Friday, November 25, 2011

Positive and Negative

I've always tried to keep my blog a positive place. Something that I can look back on, that my kids and family members can look back on. This hasn't always been easy. I've blogged a whole lot less this year. Partially because I don't have as much time as I used to, and partially because a lot of the time I feel like I have nothing positive to say. Sometimes, I come on here and write an entire blog and then just delete the thing(In fact, I'm thinking of doing that now).

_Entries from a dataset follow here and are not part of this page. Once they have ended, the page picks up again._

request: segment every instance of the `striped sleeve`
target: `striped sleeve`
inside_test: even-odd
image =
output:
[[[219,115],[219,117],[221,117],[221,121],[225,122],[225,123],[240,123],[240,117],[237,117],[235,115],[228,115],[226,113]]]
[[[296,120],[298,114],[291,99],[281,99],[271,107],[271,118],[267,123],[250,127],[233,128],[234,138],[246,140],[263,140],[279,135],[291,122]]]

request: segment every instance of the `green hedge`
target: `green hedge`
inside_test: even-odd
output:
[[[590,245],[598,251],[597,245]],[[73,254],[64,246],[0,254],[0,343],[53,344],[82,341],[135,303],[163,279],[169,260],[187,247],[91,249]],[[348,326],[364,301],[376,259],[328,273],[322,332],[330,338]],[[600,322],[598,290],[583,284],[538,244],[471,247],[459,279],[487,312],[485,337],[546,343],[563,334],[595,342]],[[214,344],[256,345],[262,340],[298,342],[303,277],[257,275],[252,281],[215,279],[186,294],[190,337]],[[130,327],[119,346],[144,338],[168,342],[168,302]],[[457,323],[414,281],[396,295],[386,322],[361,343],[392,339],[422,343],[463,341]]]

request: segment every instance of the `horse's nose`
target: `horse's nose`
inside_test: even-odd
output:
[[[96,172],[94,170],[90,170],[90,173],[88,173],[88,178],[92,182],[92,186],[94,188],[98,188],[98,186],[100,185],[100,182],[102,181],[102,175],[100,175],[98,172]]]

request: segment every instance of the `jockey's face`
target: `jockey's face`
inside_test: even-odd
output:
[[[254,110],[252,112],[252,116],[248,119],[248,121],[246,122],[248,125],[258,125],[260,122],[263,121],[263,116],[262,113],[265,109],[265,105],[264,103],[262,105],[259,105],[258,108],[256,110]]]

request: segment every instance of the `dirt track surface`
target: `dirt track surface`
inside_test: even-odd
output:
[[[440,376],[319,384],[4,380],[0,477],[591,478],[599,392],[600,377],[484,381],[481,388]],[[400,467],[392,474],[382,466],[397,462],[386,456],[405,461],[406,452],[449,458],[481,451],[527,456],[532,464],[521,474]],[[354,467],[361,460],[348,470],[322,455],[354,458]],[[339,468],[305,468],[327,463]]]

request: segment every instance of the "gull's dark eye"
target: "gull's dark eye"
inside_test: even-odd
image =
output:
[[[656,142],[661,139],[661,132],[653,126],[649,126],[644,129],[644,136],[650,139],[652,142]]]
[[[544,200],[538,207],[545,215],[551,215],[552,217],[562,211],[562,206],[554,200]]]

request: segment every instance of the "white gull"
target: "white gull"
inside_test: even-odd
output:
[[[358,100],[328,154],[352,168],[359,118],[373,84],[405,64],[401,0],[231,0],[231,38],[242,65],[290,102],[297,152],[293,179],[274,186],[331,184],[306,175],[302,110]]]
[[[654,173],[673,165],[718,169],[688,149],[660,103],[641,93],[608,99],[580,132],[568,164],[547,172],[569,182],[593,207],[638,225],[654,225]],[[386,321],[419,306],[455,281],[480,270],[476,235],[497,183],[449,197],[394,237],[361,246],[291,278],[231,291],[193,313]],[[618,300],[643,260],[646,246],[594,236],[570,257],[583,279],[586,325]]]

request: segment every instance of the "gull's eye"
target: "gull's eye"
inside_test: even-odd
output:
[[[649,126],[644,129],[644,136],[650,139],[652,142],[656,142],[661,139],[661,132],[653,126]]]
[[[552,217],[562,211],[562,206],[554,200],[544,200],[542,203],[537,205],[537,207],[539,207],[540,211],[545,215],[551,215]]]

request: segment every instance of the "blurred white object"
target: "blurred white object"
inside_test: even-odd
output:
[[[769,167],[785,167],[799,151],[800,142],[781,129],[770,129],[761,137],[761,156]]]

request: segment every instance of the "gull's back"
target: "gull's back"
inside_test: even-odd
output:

This year has been really hard on me.

I've been really sick for months, every time I think I'm getting better- I get sick again. It's exhausting. I'm tired constantly. It would be nice to just stay healthy for a few weeks. I hope to God that I am finally better by Christmas. It's be nice to enjoy my favorite holiday with my babies (:

Shaun and I haven't been doing so good this year either. We broke up.. A LOT. Things are starting to settle down again though. We didn't talk for about a month in October. I had to delete him off my facebook page for being so rude-I still refuse to add him back on. I don't really let him around the kids very often- maybe a couple times a month. He spent Thanksgiving with me and my family though, and it was really nice.

Jay and I were getting along for months, but we're fighting again so we're going back to our court-appointed custody schedule. I've already applied for legal aid.

I often think about going back- to before kids. Sometimes, I wish I could go back. It's not because I don't love my kids. I love them very much, and they are my life. I guess I just feel like they deserve better than me.


blah blah blah blah blah...

I've been questioning a lot in my life, I've been incredibly sick and tired but there has been good too.

Like even though I've been this sick, I've gotten so many extra cuddles from my kiddos. They're usually too busy playing to care about little ole' me.

Even though things have been really rocky with Shaun, I know I really love him & he really loves me. It was nice spending Thanksgiving together for the very first time. 

Even though Jay and I have been fighting, it will be settled soon enough, and that's pretty comforting.


And even though I often wonder what it would be like to of waited to have kids. I wonder if I could be doing a better job, if they could of had a better mom- I KNOW in my heart that they love me, and they will love me no matter what. I'm doing a good job. I'm doing a damn good job even though I had them so young. More importantly, I couldn't of asked for better kids. 

In the end, you have to take the good times with the bad times. The positive and the negative. I am not what happened to me, I am what I choose to become.